Governo comemora mudança de grau de investimento e Lula diz que Brasil voltou a ter credibilidade econômica e ambiental

A agência de classificação de risco Moody’s elevou a perspectiva de crédito do Brasil de estável para positiva, refletindo as avaliações internacionais de melhorias nas políticas econômicas e uma potencial recuperação do grau de investimento, enquanto o governo reafirma compromisso com a sustentabilidade fiscal e ambiental

Nesta quarta-feira, o presidente Luiz Inácio Lula da Silva e o ministro da Fazenda Fernando Haddad celebram a alteração da perspectiva de nota de crédito do Brasil pela Moody’s, que passou de estável para positiva.
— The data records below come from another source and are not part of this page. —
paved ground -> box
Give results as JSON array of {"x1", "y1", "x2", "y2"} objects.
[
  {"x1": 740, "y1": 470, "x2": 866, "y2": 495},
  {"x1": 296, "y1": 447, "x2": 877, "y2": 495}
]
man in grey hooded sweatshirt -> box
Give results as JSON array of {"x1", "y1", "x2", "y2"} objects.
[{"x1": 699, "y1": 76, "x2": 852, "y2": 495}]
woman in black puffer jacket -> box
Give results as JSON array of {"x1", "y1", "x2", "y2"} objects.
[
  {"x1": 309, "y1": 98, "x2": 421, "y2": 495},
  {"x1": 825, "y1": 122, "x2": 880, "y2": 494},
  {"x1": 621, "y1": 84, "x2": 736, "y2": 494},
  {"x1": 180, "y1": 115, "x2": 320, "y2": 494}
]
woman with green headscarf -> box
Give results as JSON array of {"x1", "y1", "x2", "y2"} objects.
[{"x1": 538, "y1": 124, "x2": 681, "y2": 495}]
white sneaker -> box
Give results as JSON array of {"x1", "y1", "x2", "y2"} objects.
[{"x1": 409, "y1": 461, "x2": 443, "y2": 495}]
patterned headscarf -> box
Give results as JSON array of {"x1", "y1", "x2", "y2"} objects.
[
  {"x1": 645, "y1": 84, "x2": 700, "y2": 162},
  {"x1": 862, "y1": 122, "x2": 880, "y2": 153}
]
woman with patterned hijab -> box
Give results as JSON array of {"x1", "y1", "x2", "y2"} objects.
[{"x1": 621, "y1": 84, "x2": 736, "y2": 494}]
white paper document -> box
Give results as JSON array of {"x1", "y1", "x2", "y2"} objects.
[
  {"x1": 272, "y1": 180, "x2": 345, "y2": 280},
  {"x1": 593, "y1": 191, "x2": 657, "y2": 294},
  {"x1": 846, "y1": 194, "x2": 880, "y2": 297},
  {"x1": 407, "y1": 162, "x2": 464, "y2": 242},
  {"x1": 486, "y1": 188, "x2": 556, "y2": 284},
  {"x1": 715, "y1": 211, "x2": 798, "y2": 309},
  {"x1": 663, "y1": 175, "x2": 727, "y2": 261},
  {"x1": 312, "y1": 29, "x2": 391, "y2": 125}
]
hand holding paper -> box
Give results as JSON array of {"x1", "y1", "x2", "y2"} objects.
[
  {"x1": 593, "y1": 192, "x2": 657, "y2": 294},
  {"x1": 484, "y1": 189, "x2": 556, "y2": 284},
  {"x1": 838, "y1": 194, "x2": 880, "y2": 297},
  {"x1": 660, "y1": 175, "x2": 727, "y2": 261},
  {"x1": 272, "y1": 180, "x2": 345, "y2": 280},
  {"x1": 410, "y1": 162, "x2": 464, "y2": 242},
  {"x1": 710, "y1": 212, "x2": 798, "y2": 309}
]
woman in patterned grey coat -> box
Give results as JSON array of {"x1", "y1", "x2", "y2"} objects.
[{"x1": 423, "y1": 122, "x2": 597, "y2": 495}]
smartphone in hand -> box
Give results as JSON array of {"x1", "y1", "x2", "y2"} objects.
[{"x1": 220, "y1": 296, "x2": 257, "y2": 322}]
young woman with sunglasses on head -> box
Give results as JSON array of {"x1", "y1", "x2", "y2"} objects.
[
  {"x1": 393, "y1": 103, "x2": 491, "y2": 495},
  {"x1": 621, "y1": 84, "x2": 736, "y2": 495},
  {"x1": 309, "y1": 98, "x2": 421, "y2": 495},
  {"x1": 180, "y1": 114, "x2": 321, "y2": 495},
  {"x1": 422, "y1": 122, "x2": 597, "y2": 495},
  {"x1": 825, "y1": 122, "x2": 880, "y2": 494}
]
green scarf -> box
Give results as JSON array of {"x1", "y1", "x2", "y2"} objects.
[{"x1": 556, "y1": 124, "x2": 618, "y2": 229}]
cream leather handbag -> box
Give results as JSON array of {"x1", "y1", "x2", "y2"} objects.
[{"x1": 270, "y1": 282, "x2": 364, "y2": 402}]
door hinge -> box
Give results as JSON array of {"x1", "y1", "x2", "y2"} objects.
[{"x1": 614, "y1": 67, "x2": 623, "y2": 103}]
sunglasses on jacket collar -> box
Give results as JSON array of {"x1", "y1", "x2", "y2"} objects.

Lula destacou em uma rede social que com a atualização “o Brasil voltou a ser respeitado no mundo e voltou a ter credibilidade econômica e ambiental. Haddad, por sua vez, reconheceu que essa mudança reflete perspectivas favoráveis para a economia brasileira.

O ministro da Fazenda ressaltou que a melhoria está ligada ao esforço conjunto dos Três Poderes — Executivo, Legislativo e Judiciário — que, de acordo com ele, priorizaram os interesses nacionais acima de quaisquer desavenças. Haddad comentou ainda: “A Moody’s acompanhou as outras agências de risco ao reconhecer a mudança para melhor das nossas perspectivas econômicas. Isso tem a ver com o trabalho conjunto dos Três Poderes, que colocaram os interesses do país acima de divergências superáveis. Mesmo com a deterioração momentânea da economia global, o Brasil caminha e recupera credibilidade econômica, social e ambiental. Temos muito a fazer”.

Governo comemora mudança de grau de investimento e Lula diz que Brasil voltou a ter credibilidade econômica e ambiental
Fernando Haddad – foto: Wilson Dias/Agência Brasil

A agência Moody’s, mais cedo no mesmo dia, informou que, embora tenha mantido a nota de crédito do Brasil em Ba2, alterou sua perspectiva de estável para positiva. A nota Ba2 classifica o país dentro do “grau especulativo”, sugerindo um risco elevado para investimentos estrangeiros.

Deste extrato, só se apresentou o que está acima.